Swift was referring to the safe harbor agreement between the U.S. and the European Union. Companies such as P&G that sign up for safe harbor voluntarily promise to provide protections to data exported from Europe that are equivalent to those spelled out by European laws. That means providing access to the data and "opt-in," or affirmative consent, for certain kinds of information, among other rights.
But complying with the safe harbor agreement involves more than signing a list. For P&G, it has resulted in a contracting process with all the company's entities to ensure the rules are followed. This administrative task "doesn't help consumers at all; what makes a difference is that we have those practices and that people do observe them," said Swift.

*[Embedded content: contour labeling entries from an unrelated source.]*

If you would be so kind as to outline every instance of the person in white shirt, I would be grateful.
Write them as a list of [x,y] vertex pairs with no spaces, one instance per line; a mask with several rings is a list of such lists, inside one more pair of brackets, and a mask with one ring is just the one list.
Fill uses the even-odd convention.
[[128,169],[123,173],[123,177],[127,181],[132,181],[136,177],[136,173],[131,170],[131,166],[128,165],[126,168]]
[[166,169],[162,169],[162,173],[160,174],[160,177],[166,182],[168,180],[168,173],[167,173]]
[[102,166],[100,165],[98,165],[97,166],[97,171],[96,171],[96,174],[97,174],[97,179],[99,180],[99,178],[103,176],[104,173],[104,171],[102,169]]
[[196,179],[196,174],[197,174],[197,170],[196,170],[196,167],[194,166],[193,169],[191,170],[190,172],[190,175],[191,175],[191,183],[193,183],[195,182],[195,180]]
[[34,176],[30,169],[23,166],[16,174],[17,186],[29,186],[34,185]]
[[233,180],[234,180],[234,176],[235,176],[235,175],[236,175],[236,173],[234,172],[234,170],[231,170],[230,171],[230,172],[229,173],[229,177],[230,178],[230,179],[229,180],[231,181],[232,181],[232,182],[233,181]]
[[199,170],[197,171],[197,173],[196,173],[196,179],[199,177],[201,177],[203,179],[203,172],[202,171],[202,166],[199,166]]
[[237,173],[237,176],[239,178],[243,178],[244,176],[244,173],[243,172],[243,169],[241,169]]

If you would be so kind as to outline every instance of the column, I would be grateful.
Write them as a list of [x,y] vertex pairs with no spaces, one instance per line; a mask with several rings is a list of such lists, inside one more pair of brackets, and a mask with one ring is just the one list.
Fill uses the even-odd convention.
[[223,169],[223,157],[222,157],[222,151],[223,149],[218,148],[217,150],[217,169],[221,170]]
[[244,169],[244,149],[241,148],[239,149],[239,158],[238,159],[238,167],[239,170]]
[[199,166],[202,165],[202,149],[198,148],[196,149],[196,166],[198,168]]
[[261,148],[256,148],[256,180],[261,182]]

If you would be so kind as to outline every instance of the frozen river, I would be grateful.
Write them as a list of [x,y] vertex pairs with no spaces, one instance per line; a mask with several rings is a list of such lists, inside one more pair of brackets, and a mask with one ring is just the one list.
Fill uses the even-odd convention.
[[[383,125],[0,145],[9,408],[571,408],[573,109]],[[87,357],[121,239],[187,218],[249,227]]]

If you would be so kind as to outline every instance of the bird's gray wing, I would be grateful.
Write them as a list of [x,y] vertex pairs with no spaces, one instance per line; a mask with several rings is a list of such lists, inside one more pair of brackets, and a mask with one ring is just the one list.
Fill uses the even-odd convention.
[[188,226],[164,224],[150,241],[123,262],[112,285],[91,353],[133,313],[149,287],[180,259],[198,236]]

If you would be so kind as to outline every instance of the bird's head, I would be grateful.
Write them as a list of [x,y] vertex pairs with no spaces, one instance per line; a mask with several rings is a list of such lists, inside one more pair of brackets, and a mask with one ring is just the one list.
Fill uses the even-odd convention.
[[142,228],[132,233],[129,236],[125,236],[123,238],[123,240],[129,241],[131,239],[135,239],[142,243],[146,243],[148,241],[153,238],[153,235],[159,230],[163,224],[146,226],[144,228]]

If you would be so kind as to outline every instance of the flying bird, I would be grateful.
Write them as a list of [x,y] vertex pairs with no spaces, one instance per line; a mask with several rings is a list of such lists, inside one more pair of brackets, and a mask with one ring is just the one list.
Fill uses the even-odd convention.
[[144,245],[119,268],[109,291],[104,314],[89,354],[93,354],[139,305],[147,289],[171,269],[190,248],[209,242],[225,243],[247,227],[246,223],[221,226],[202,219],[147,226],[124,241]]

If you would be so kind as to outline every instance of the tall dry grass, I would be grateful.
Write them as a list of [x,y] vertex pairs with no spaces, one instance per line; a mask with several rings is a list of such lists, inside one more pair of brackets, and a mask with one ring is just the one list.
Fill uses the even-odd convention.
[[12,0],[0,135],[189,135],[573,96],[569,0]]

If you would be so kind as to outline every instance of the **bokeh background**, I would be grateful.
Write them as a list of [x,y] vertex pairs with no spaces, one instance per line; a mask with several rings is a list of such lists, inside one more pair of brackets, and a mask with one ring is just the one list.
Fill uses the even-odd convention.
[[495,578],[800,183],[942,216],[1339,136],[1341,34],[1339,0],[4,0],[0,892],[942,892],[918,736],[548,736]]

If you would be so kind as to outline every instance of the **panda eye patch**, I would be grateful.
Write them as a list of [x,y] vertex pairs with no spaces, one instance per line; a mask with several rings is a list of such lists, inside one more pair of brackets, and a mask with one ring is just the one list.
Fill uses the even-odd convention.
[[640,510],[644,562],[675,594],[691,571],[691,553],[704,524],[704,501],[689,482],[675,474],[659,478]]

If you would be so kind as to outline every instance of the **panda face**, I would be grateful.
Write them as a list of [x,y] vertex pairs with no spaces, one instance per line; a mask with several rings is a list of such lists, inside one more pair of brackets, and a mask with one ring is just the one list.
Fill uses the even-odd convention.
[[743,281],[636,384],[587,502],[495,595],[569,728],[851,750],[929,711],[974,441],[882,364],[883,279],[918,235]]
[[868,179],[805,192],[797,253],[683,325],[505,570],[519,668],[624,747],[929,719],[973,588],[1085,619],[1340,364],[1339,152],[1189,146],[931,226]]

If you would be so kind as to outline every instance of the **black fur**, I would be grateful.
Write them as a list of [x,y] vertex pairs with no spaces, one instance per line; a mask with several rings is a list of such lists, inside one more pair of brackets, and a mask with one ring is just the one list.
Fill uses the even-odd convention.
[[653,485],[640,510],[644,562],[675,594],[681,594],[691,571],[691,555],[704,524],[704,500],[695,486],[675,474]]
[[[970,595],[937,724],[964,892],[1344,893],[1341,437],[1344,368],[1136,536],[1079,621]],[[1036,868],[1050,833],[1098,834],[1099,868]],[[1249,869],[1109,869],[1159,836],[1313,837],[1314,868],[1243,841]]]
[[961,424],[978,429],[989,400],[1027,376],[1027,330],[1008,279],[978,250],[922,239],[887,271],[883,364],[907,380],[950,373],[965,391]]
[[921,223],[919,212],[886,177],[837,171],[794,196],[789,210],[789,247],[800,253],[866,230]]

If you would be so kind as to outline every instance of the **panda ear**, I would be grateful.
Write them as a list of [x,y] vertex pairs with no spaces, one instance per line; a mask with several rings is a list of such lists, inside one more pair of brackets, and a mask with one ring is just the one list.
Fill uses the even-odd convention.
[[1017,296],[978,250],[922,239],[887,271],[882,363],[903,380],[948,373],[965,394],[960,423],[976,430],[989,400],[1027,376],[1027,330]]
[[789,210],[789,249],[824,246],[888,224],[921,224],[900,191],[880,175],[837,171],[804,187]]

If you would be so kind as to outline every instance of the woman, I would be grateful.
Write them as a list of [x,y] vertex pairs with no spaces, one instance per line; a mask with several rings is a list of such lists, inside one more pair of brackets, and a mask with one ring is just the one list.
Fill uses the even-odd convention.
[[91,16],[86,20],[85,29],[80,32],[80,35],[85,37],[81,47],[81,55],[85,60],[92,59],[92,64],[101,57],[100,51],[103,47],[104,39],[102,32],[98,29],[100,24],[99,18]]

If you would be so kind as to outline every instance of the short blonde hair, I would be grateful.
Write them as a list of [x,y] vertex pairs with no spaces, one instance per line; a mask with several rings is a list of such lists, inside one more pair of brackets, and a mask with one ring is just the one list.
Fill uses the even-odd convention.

This was the subcommittee's sixth hearing on data privacy issues. The hearings have been held as part of an effort to educate lawmakers who are now swimming in a sea of pending privacy bills in both houses.
The privacy legislation is being sparked by fears that online commerce is making it easy for companies to peep on users' personal habits and compile sophisticated customer dossiers. But those fears aside, it's becoming increasingly clear that any data privacy legislation will likely apply to all data, regardless of whether it's collected off-line or online.
Lawmakers are also being urged to ensure that any privacy rules are applied evenly to all businesses. To do otherwise raises fairness issues if only online merchants have to comply with the regulations, said Paul Misener, vice president of global public policy at Amazon.com Inc. in Seattle.
But even if privacy legislation was applied only to Internet companies, it may be impossible for many companies to distinguish between personal data collected online or off-line, said Harriet Pearson, IBM's chief privacy officer. "It's the same database or set of databases," she said.
Company officials also argued against any specific "opt-in" or "opt-out" requirements. It's more important to make sure that consumers understand the choices available to them, company officials argued.
"The important concept here is choice and prominence and presenting it in a conspicuous and understandable way," said Jacqueline Hourigan, the director of corporate data policies at General Motors Corp.
The privacy debate in Congress is centered in the Senate Commerce Committee, but even the chairman of the House Energy and Commerce Committee, Billy Tauzin (R-La.), raised warnings about privacy regulation, arguing against building privacy legislation based on fears.
"It's easy to imagine how data may be misused," he said, but an important part of the process is "understanding what the real problems are, not the imagined ones."